El pueblo, afirman en los círculos del poder federal, está mal informado, atado al pasado y sus resistencias al cambio lo exponen a cualquier tipo de manipulación. La derivada de tales menosprecios, concluyen, le impediría participar, con la justeza indispensable, en este tipo de decisiones estructurales. Para que la deseada participación se concrete de manera ordenada y constructiva, se requiere, alegan, de un acervo técnico y estratégico del cual francamente carecen los ciudadanos de a pie. Las complejidades del asunto lo hacen intratable ante auditorios masivos, reza una firme creencia del oficialismo de altura.
La escasa discusión que puede permitirse tiene que ser moldeada de tal manera que permita la mayor de las suavidades en su tratamiento. En cuanto menos disonancias se den mayor será la posibilidad de éxito legislativo. De ahí que la ruta posible consista en desencadenar, como sucedáneo eficaz, una intensa andanada propagandística. Por eso se padeció la abusiva campaña mediática con todo y sus exageraciones y francas mentiras. La eficiencia del Congreso, en estos tiempos de oscuridades y sorderas, depende de los arreglos, de los compromisos y jaloneos entre los líderes de las distintas fracciones, aun las que dicen ser contrarias a privatizar (extranjerizar) tan cruciales industrias. Una discusión en el pleno, abierta y sin limitantes expresas, terminaría en la anarquía, dicen los que de esto presumen saber.
Por lo demás, ya se llevó a cabo una amplia y variada discusión, sostienen de inmediato los proponentes incondicionales de la reforma y sus leyes de soporte.

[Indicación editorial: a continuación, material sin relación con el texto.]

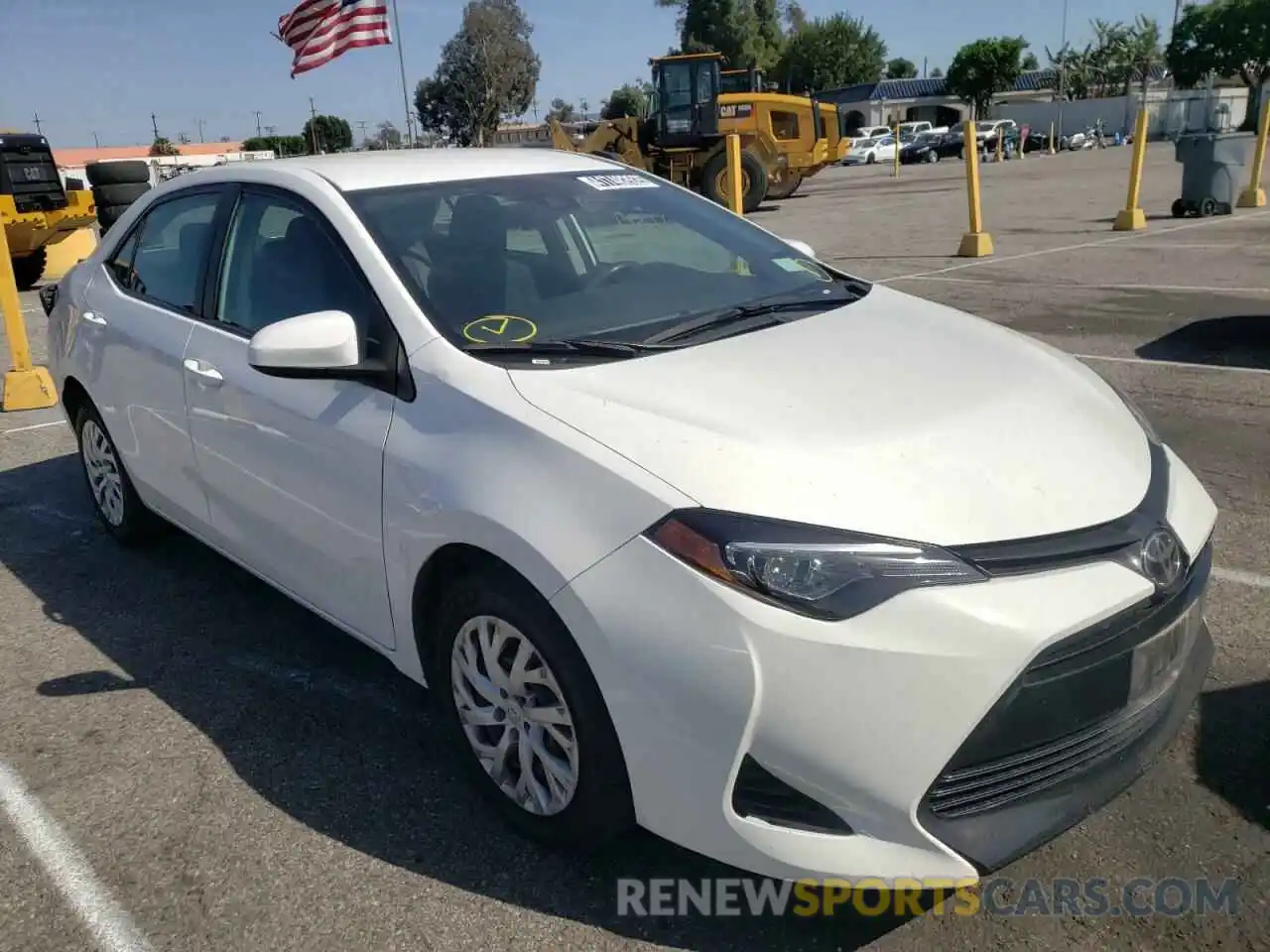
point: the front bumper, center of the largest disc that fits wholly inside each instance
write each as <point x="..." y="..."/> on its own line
<point x="919" y="740"/>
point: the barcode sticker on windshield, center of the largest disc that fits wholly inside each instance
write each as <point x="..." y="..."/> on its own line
<point x="610" y="182"/>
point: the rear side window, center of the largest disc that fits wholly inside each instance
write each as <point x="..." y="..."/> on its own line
<point x="164" y="259"/>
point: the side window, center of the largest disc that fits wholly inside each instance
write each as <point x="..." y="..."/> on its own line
<point x="166" y="259"/>
<point x="280" y="262"/>
<point x="785" y="126"/>
<point x="121" y="264"/>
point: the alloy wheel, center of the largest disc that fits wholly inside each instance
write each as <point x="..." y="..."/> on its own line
<point x="104" y="476"/>
<point x="515" y="715"/>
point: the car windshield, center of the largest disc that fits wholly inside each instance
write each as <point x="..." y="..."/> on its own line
<point x="615" y="255"/>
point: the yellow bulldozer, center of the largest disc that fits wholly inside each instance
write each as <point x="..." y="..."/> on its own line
<point x="684" y="137"/>
<point x="808" y="132"/>
<point x="36" y="211"/>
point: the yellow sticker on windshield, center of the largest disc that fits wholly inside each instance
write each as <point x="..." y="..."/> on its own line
<point x="500" y="329"/>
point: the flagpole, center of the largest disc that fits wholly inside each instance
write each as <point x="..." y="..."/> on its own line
<point x="405" y="91"/>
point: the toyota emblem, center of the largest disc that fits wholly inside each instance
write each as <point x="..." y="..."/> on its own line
<point x="1161" y="557"/>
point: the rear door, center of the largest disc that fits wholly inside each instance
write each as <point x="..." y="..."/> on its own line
<point x="130" y="339"/>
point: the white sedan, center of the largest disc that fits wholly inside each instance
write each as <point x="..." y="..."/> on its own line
<point x="684" y="527"/>
<point x="866" y="151"/>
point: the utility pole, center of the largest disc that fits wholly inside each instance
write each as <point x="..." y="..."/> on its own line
<point x="1062" y="72"/>
<point x="313" y="125"/>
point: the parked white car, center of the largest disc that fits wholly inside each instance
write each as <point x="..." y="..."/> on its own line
<point x="866" y="151"/>
<point x="684" y="527"/>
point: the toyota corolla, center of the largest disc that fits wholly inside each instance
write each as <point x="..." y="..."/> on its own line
<point x="684" y="527"/>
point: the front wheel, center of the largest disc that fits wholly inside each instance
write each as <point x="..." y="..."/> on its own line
<point x="114" y="499"/>
<point x="526" y="715"/>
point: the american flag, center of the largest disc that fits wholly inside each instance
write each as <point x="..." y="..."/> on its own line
<point x="318" y="31"/>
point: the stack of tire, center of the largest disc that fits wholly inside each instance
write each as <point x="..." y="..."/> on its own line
<point x="116" y="185"/>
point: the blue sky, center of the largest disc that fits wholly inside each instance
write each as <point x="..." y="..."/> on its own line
<point x="96" y="66"/>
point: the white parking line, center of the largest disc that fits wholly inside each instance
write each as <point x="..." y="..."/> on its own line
<point x="1182" y="365"/>
<point x="67" y="869"/>
<point x="32" y="426"/>
<point x="1098" y="243"/>
<point x="1242" y="578"/>
<point x="1082" y="286"/>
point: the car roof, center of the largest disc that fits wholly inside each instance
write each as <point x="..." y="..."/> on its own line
<point x="354" y="172"/>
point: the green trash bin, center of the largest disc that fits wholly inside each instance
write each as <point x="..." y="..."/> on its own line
<point x="1213" y="173"/>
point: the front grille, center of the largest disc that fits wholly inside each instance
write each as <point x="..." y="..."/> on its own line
<point x="997" y="783"/>
<point x="762" y="796"/>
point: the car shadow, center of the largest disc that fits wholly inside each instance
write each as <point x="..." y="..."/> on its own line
<point x="1233" y="752"/>
<point x="314" y="721"/>
<point x="1237" y="340"/>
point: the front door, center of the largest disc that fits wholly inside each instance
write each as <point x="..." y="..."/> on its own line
<point x="294" y="467"/>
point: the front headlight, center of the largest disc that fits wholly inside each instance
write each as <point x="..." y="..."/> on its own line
<point x="821" y="572"/>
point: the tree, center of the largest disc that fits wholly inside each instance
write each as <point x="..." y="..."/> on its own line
<point x="629" y="99"/>
<point x="983" y="68"/>
<point x="388" y="136"/>
<point x="327" y="134"/>
<point x="899" y="67"/>
<point x="1225" y="39"/>
<point x="562" y="111"/>
<point x="835" y="51"/>
<point x="488" y="70"/>
<point x="278" y="145"/>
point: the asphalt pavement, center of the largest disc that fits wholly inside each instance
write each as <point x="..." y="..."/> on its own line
<point x="190" y="762"/>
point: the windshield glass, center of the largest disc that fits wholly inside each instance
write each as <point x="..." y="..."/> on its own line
<point x="615" y="255"/>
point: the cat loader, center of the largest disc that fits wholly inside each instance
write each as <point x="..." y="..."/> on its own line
<point x="684" y="137"/>
<point x="36" y="211"/>
<point x="807" y="131"/>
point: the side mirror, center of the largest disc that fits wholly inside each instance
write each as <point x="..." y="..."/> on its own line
<point x="320" y="344"/>
<point x="802" y="248"/>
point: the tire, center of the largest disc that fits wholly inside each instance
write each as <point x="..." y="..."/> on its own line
<point x="753" y="176"/>
<point x="122" y="194"/>
<point x="784" y="189"/>
<point x="134" y="172"/>
<point x="114" y="499"/>
<point x="30" y="270"/>
<point x="597" y="806"/>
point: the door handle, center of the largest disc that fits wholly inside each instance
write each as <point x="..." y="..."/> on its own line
<point x="203" y="370"/>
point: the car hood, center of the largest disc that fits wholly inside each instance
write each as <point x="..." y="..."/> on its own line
<point x="890" y="416"/>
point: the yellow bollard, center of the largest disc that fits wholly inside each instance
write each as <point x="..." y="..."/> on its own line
<point x="734" y="184"/>
<point x="1254" y="195"/>
<point x="26" y="388"/>
<point x="975" y="243"/>
<point x="1132" y="217"/>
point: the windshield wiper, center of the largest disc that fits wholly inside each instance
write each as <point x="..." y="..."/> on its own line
<point x="568" y="345"/>
<point x="712" y="320"/>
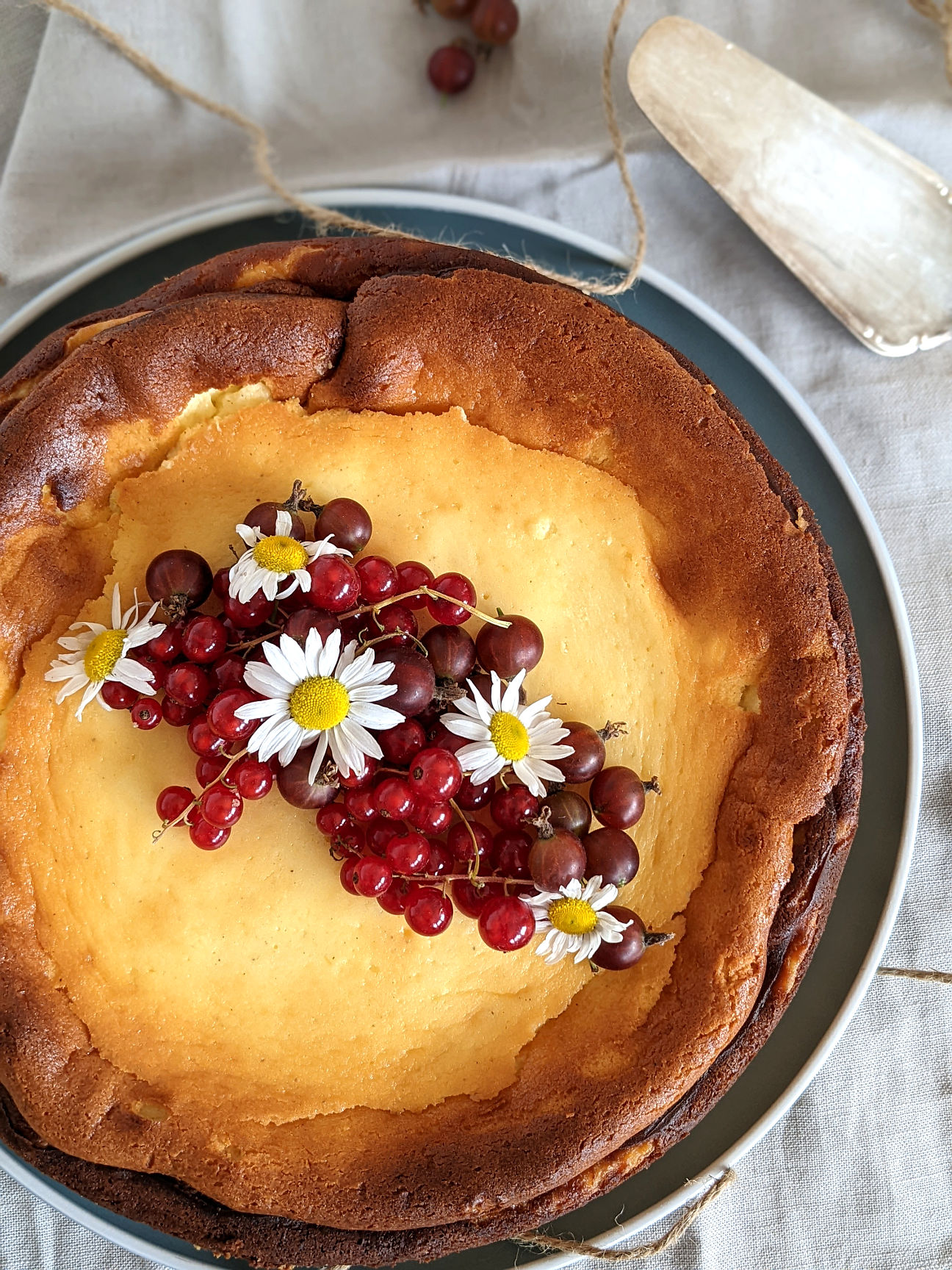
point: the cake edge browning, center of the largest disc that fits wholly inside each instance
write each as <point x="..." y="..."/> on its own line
<point x="818" y="856"/>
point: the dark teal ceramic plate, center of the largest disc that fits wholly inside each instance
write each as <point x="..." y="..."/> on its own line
<point x="873" y="884"/>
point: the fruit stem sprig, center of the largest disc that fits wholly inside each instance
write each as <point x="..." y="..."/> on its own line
<point x="183" y="814"/>
<point x="433" y="595"/>
<point x="475" y="861"/>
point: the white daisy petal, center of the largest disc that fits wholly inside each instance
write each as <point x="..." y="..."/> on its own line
<point x="469" y="728"/>
<point x="511" y="697"/>
<point x="331" y="653"/>
<point x="320" y="750"/>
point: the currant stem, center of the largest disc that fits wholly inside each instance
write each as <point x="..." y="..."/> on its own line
<point x="181" y="817"/>
<point x="653" y="938"/>
<point x="475" y="865"/>
<point x="613" y="729"/>
<point x="433" y="595"/>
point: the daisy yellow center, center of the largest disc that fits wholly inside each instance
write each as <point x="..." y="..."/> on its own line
<point x="509" y="736"/>
<point x="573" y="916"/>
<point x="319" y="704"/>
<point x="280" y="554"/>
<point x="102" y="654"/>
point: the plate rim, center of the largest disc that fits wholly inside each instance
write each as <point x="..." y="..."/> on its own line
<point x="382" y="195"/>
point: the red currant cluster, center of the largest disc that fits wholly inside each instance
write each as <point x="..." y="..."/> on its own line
<point x="493" y="22"/>
<point x="411" y="830"/>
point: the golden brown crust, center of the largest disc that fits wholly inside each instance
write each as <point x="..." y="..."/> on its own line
<point x="578" y="379"/>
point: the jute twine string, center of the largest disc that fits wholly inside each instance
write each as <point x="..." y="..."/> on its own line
<point x="941" y="13"/>
<point x="326" y="218"/>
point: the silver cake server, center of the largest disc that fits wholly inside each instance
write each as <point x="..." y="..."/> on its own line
<point x="862" y="223"/>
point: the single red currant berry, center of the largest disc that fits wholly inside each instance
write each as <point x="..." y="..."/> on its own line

Se dio en el mismo Senado como foro. Ahí se trató de conducir, bajo la férula del siempre dispuesto personero de los mandatos inapelables de mero arriba (D. Penchyna) el propalado debate. Aunque en ese entonces los pormenores de la intentona radical en marcha no se conocían en detalle. Ahora, ya con toda la mesa puesta para la más grotesca extranjerización, la cosa es por completo diferente. Ahora se trata, sin tapujos y dada la profundidad y trascendencia de los cambios propuestos, de ensayar un toral debate que se aprecia indispensable. Y este es el punto neurálgico del presente político del país. No hay sustituto ni hay escapatoria posible.
¿Por qué el debate sobre la reforma energética es indispensable? Lo es porque la misma posibilidad democrática presente y futura, en gran parte, depende de su realización. Se daría, en caso de negarse a ello, el sello definitorio del ya sembrado talante autoritario de la presente administración. No se trata de dejar este asunto para ser procesado (acaso manoseado) únicamente por los legisladores. Ellos no son depositarios de la mínima confianza popular requerida para que se ostenten como representantes de la nación. Cualquier sondeo de opinión les niega tal supuesto.
Es necesario el debate porque, tal como expresan las leyes secundarias, esta reforma –junto a varias adicionales– seguirá una ruta concentradora del ingreso, el mal neoliberal per se. Es imprescindible para evitar que las prisas, que matizan el proceso, desemboquen como siempre acontece en un conjunto de ineficacias, trampas, ausencia de controles y nebulosas al por mayor.
Y es imprescindible porque buena parte de la ciudadanía sostiene, con razones de peso, que la pretendida prosperidad tan cacareada no es más que un espejismo en el que sólo confían aquellos que en el fondo buscan su propia conveniencia y no el progreso general.
La presente administración está urgida de buenos resultados, en especial después de un año de una conducción defectuosa de los asuntos públicos. El juicio popular negativo hacia el Presidente y su gabinete, hacia la democracia y los partidos, hacia el Congreso y la justicia, hacia las reformas mismas, no se saldará con precipitaciones y golpes de autoridad, sino con apertura, sinceridad informativa y diálogo.